鹿初白的心脏跳动了起来,虽然分别了一天,但跟别人的聊天话题中无处不充斥着他,越提就越想念。

    看着别人恩爱,会觉得很好,又会觉得有一点点羡慕,但现在好像又不羡慕了。

    他的脚步动了起来,以一种他自己都没有想到的速度撞进了他的怀里:“沈醇!”

    沈醇抱着冲过来的小向导轻声笑道:“看来阿白今天很想我。”

    鹿初白抬头,面颊微红的看着他轻轻应了一声:“嗯。”

    “那跟朋友告个别,我们回家吧。”沈醇轻轻在他的唇边亲了一下道。

    鹿初白心脏微热,转头的时候却看到了两个正看着这边的人,陈上将的目光还比较收敛,仅限于看,何羡却是满目的好奇,看见他回头笑道:“沈博士和初白的感情真好,这明明是有特殊称谓的嘛,你还说没有。”

    鹿初白一滞,手心开始冒汗,沈醇对他是有爱称的,但他对对方却不太容易叫的出口:“何羡,我们先回去了。
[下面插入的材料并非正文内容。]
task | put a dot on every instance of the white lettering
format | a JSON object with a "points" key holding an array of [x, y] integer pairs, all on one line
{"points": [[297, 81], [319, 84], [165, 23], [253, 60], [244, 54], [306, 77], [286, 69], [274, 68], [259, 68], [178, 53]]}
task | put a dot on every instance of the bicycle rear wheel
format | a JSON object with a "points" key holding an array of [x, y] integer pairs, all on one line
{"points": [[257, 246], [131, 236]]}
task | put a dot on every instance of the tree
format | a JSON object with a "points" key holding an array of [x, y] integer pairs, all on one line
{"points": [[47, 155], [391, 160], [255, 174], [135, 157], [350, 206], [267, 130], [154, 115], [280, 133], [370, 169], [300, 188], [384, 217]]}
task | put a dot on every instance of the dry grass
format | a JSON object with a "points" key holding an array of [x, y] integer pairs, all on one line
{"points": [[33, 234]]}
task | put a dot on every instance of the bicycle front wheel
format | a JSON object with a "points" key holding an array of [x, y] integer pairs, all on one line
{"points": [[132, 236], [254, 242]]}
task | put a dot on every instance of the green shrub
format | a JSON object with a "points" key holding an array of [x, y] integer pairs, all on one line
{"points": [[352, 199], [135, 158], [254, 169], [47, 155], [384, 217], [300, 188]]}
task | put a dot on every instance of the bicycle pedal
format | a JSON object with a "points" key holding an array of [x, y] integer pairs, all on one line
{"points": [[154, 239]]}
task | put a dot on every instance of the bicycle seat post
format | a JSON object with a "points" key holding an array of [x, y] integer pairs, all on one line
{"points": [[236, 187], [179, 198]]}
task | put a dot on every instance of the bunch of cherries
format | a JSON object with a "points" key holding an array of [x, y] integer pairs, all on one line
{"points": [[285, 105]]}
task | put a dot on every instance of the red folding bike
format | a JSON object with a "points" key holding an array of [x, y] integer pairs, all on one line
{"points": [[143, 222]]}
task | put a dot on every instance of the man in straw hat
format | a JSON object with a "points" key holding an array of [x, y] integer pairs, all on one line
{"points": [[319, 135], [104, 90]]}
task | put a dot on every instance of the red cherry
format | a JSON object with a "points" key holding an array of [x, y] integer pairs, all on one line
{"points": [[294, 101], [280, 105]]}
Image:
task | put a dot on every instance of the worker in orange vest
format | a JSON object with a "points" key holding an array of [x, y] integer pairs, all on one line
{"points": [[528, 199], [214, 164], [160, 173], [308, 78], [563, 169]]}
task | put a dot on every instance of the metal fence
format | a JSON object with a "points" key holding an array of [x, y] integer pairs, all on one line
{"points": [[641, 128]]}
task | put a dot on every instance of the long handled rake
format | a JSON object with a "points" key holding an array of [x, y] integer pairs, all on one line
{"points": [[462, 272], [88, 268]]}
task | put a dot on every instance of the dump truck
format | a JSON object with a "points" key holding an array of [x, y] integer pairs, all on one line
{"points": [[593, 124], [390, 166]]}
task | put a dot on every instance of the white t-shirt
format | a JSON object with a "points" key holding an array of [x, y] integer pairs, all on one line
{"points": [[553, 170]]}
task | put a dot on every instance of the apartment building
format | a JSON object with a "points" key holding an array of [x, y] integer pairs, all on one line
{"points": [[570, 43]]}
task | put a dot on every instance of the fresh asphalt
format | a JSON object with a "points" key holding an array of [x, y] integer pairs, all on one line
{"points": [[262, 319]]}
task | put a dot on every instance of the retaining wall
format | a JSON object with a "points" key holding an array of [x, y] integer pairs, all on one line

”

    “花茶,不好意思,刚才……”何羡将东西递了过来。

    “没关系。”鹿初白打断了他的话,以免他再说出什么惊世骇俗的东西出来,“我不介意。”

    “初白真善良。”何羡笑道,“有空一起来玩啊。”

    “我们先走了。”沈醇朝对面的两人笑道。

    陈上将轻轻点头,何羡则兴奋的挥了挥手:“再见啊。”

    沈醇拉着鹿初白的手上了车,悬浮车启动时,何羡笑道:“他们看起来真恩爱。”

    “或许吧。”陈上将关上了门道。

    何羡有些疑惑:“什么叫或许吧?”

    “你跟他相处的开心么?”陈上将进门问道。

    “嗯,很开心,不要转移话题。”何羡跟在了他的身后道。

    “相处开心就好,其他的事你以后就知道了。”

    “嗯?”

    沈醇的向导不是出自联盟白塔,这是上层人员会知道的事,联盟的每一个向导都是有记录的,出生于哪里也能够查明,伪造那种东西能够欺骗过普通人,对于他们而言却一目了然。

    一目了然的目的当然是在帝国想来要人时一口咬死。

    生活在白塔中的向导是不知道家人的,因为他们会被送进去,就意味着原本的家庭没有足够的力量能够保证他们的安全,不知道家人,反而可以无差别的适配,不必去在意原生家庭的门当户对,消除那种差距。

    也因此联盟和帝国在救下单身未标记的向导时,往往直接就打上了自己的标签,这种事也不记得是谁先开的头,总之到现在成了一种心照不宣的行为。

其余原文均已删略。